Alan’s parents William and Barbara have since died.
They were aged 27 and 23 on the day of the bombing, and their family described how they were in the town on the summer’s day.
“About 1.05pm an anonymous telephone call was received by a constable at the enquiry office of Strabane RUC Station giving a 20-minute warning that a bomb had been planted outside Linton and Robinson’s shop, Canal Street, Strabane, and was due to go off,” they said.
“Five police officers left the RUC station and went to the scene. Two unattended cars had been left outside Linton and Robinson’s shop.
“Barbara came out of the Argosy sweet shop, Abercorn Square, with Robert and baby Alan, who was in his pram. Barbara was told by the police to ‘move on’ as there was a car bomb somewhere in the area.

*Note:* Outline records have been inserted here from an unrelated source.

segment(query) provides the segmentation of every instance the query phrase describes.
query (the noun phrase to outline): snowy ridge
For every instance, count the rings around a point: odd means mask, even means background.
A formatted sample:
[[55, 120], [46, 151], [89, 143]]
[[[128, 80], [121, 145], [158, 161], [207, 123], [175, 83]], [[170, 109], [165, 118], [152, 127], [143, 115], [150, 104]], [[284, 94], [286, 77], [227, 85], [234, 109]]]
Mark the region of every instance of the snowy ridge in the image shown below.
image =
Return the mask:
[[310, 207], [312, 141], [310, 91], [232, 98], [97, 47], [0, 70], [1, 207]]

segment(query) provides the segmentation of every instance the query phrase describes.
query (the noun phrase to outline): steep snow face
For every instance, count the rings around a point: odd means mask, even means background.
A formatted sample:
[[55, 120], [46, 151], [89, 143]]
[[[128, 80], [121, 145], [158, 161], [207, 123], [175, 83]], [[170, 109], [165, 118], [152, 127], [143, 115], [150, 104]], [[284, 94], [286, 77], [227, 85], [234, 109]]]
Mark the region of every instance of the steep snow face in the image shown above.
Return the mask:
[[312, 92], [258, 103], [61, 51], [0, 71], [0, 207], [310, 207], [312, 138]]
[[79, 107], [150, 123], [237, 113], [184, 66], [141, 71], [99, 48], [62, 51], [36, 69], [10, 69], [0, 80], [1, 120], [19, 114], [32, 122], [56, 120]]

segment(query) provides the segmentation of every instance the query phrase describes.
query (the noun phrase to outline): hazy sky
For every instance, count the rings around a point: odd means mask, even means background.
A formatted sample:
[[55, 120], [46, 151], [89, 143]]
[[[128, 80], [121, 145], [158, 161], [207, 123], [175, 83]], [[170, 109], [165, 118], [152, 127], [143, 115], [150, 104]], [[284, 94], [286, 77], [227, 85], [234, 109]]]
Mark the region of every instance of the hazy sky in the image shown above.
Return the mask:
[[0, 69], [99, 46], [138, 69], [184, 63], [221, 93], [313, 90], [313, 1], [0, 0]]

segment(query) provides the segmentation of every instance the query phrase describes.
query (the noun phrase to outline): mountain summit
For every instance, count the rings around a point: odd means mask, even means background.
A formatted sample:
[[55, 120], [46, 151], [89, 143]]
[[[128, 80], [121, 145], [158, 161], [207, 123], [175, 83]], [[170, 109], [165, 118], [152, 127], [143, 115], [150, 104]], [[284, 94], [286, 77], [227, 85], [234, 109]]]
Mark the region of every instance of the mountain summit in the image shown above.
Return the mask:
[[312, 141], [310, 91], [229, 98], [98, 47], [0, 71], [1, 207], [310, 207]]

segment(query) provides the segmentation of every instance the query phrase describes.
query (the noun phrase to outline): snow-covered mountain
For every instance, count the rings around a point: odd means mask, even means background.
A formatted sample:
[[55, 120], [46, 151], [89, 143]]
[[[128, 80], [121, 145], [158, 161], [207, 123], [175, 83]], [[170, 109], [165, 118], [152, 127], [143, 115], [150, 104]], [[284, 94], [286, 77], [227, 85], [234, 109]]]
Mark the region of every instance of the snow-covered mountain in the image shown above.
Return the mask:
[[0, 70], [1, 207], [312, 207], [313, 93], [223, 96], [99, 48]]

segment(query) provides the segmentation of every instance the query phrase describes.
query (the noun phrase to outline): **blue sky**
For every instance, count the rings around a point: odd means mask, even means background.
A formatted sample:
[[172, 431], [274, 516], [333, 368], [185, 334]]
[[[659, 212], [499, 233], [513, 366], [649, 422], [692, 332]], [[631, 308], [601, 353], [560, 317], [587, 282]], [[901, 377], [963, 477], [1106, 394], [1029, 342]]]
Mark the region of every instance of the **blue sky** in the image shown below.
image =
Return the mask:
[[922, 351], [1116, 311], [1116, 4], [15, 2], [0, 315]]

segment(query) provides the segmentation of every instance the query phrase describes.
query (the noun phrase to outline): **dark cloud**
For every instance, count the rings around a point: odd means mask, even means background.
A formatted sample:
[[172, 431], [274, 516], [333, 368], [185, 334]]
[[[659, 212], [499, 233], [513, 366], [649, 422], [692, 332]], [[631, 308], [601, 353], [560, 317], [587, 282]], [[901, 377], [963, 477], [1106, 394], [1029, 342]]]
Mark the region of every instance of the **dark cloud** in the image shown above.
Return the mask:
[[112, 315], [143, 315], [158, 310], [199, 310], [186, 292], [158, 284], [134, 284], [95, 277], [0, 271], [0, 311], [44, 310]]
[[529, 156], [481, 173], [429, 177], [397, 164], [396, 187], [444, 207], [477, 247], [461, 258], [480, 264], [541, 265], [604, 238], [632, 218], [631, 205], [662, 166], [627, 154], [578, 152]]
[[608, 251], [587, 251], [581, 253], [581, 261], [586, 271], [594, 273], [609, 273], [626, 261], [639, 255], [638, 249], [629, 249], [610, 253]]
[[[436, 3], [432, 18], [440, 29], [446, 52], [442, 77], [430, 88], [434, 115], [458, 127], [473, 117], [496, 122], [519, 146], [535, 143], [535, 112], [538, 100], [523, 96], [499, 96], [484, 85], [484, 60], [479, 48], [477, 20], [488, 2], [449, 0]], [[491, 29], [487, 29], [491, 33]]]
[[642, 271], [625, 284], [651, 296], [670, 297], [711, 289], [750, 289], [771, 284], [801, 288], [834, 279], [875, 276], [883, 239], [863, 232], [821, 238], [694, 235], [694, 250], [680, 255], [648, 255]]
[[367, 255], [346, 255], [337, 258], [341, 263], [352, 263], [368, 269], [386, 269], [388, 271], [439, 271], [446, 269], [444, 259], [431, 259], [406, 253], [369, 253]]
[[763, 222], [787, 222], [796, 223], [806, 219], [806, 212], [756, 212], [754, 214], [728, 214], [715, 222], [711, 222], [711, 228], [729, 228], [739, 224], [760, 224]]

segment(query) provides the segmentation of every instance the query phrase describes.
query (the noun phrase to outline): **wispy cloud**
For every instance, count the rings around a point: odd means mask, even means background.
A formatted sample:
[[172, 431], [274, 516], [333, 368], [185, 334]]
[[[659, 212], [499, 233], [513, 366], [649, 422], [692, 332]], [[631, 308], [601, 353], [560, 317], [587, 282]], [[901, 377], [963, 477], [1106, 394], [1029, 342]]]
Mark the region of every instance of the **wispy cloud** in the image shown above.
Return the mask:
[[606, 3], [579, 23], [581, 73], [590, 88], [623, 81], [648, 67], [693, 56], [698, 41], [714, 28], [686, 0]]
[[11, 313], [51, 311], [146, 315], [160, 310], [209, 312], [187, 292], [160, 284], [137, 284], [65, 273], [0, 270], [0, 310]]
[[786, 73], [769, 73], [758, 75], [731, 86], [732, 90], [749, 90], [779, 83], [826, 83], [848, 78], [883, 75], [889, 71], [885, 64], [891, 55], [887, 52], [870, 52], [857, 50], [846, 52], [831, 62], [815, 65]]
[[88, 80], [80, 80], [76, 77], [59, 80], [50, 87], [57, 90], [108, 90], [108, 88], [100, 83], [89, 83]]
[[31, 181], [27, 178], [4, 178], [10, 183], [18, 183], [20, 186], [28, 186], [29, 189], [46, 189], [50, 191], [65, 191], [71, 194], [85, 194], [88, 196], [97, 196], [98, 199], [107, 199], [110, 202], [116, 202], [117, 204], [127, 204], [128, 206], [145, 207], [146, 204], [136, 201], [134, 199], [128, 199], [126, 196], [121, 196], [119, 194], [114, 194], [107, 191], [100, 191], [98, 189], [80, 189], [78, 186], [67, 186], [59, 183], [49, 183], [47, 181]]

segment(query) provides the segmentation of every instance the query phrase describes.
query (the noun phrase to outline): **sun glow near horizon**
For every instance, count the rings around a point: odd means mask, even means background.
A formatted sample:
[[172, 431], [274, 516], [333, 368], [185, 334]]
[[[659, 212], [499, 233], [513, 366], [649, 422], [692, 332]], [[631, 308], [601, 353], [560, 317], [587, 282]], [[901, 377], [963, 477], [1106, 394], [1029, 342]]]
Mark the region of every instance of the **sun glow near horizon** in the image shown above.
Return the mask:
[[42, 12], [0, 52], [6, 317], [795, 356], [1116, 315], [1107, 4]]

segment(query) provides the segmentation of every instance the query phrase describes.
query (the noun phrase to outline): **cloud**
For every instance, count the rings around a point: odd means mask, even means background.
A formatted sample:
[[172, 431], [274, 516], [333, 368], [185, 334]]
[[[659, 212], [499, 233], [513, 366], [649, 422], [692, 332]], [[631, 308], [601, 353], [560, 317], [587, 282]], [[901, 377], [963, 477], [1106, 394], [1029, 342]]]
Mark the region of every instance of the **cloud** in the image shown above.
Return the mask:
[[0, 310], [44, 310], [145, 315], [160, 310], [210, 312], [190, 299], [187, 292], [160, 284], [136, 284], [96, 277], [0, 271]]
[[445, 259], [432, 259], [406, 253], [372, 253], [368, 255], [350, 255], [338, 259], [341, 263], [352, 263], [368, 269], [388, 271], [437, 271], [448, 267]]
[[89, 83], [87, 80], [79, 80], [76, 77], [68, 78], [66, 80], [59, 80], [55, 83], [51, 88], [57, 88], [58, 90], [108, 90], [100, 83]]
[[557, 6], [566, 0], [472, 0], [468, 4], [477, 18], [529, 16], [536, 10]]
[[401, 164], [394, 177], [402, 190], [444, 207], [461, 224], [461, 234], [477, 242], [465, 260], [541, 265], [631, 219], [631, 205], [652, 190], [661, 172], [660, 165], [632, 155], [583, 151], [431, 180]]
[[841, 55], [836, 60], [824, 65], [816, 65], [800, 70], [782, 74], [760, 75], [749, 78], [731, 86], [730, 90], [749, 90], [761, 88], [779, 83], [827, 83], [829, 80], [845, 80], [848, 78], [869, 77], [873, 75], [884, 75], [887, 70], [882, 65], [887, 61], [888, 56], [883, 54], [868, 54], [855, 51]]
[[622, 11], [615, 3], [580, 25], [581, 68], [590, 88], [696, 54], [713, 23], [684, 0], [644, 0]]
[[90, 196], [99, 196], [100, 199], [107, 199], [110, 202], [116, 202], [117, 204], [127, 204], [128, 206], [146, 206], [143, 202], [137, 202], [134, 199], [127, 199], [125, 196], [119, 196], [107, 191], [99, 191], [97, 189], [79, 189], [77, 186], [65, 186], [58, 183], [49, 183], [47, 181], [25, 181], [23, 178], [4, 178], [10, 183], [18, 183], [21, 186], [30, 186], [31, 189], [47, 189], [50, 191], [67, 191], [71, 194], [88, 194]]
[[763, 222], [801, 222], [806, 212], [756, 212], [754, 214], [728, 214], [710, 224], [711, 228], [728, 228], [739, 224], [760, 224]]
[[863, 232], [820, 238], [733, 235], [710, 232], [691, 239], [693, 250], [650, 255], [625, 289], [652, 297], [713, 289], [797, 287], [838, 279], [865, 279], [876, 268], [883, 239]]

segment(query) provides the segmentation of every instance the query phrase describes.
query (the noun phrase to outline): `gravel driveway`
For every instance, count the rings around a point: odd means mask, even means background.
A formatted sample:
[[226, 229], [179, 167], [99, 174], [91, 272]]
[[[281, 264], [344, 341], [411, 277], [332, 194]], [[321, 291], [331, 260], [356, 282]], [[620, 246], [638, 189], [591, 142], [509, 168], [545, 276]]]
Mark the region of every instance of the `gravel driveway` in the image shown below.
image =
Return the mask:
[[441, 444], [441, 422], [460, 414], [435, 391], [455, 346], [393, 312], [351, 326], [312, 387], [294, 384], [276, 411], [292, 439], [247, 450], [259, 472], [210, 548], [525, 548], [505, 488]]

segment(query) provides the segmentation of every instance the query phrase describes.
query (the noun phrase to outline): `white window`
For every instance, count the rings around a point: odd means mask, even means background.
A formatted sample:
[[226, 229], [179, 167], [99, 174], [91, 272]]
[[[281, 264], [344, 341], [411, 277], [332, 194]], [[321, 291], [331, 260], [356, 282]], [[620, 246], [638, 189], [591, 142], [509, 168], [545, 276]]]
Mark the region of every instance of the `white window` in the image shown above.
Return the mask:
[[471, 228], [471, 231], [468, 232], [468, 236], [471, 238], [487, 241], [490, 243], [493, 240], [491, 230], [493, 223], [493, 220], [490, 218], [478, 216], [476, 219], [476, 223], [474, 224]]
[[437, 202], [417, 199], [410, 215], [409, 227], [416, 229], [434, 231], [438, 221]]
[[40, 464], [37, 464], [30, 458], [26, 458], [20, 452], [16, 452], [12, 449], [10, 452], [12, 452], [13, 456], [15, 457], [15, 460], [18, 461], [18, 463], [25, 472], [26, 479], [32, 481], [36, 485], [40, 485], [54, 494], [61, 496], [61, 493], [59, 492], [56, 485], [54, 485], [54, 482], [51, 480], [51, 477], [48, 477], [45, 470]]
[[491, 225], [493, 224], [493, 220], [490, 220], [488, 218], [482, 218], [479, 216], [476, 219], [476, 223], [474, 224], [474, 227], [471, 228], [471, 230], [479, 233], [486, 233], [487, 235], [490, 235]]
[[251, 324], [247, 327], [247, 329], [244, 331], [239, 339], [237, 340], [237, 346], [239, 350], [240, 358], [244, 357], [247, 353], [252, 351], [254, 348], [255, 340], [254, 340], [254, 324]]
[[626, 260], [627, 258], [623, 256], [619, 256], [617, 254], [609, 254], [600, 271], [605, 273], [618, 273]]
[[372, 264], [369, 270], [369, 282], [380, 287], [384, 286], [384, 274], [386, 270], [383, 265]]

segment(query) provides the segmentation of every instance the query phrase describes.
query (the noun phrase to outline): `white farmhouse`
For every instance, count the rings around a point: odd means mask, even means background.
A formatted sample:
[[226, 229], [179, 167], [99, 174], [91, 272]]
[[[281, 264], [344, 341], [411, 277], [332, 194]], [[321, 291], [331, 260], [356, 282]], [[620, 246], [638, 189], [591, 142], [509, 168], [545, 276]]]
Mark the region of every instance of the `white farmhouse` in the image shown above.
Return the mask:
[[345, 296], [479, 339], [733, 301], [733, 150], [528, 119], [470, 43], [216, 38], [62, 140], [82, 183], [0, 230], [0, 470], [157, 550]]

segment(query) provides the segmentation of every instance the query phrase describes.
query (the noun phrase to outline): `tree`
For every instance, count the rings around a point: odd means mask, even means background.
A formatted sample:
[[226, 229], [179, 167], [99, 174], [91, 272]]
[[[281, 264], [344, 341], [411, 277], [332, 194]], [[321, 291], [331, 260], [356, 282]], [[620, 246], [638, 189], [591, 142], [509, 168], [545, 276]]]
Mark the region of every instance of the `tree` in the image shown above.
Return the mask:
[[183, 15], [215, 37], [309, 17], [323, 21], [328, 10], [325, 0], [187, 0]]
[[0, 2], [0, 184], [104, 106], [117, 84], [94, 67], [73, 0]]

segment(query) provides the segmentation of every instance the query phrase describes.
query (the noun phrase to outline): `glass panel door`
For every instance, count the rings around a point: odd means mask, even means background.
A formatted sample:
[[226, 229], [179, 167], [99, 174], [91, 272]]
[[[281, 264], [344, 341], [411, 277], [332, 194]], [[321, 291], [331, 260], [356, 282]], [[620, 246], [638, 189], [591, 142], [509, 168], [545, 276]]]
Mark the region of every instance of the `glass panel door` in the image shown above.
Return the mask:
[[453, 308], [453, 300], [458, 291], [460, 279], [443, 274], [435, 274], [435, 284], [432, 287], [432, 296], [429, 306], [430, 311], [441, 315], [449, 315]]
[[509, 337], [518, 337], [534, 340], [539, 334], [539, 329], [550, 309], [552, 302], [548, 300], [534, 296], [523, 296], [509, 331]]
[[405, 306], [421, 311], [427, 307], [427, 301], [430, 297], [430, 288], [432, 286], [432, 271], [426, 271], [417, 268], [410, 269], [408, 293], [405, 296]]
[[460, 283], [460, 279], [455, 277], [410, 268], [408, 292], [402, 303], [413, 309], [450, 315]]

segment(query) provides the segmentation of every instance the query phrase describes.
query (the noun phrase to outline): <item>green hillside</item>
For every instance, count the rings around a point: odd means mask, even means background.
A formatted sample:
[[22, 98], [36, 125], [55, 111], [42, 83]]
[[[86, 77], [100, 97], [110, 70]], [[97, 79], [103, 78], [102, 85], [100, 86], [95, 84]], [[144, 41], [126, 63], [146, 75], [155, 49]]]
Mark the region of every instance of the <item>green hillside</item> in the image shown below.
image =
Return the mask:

“Barbara hurried away and as she passed the Ulster Bank, the bomb exploded, causing glass in 30 nearby buildings to shatter. Cruelly a piece of 1/4-inch plate glass fell from a window in the Ulster Bank into the pram, hitting baby Alan in the head and face – he didn’t stand a chance.”
The family said he will never be forgotten.
“Alan’s life was not for others to take,” they said. “It was a terrible blow and for William and Barbara they were truly devastated.
“Yes, there were siblings born but there was always this emptiness – baby Alan was never forgotten by our family, nor will he ever be forgotten.”
A service of remembrance and thanksgiving will be held for Alan on Sunday at Leckpatrick Parish Church.
Kenny Donaldson, director of services for the South East Fermanagh Foundation, said the family feel the crime was “largely brushed aside”.
“The murder of a child so young was and remains a tragedy, and in this milestone anniversary year it is important that Alan Jack’s name is heard, and heard loudly,” he said.
“In 1972 there was very limited access to technology and sadly, alike the majority of homes, a camera was not something that the Jack family possessed, there exists no photograph of little Alan, he was denied that very right to have his identity captured through a photographic image.
“It is a calamity that no-one has ever been held accountable.
“The Jack family were never given any focus down the years, they were left to deal with their pain and to try to survive themselves. Belatedly it is important that their loss is fully acknowledged and we pray that the upcoming service will offer the family a form of recognition and support then in their ongoing journey of healing.”
The Police Service of Northern Ireland have been approached for a response.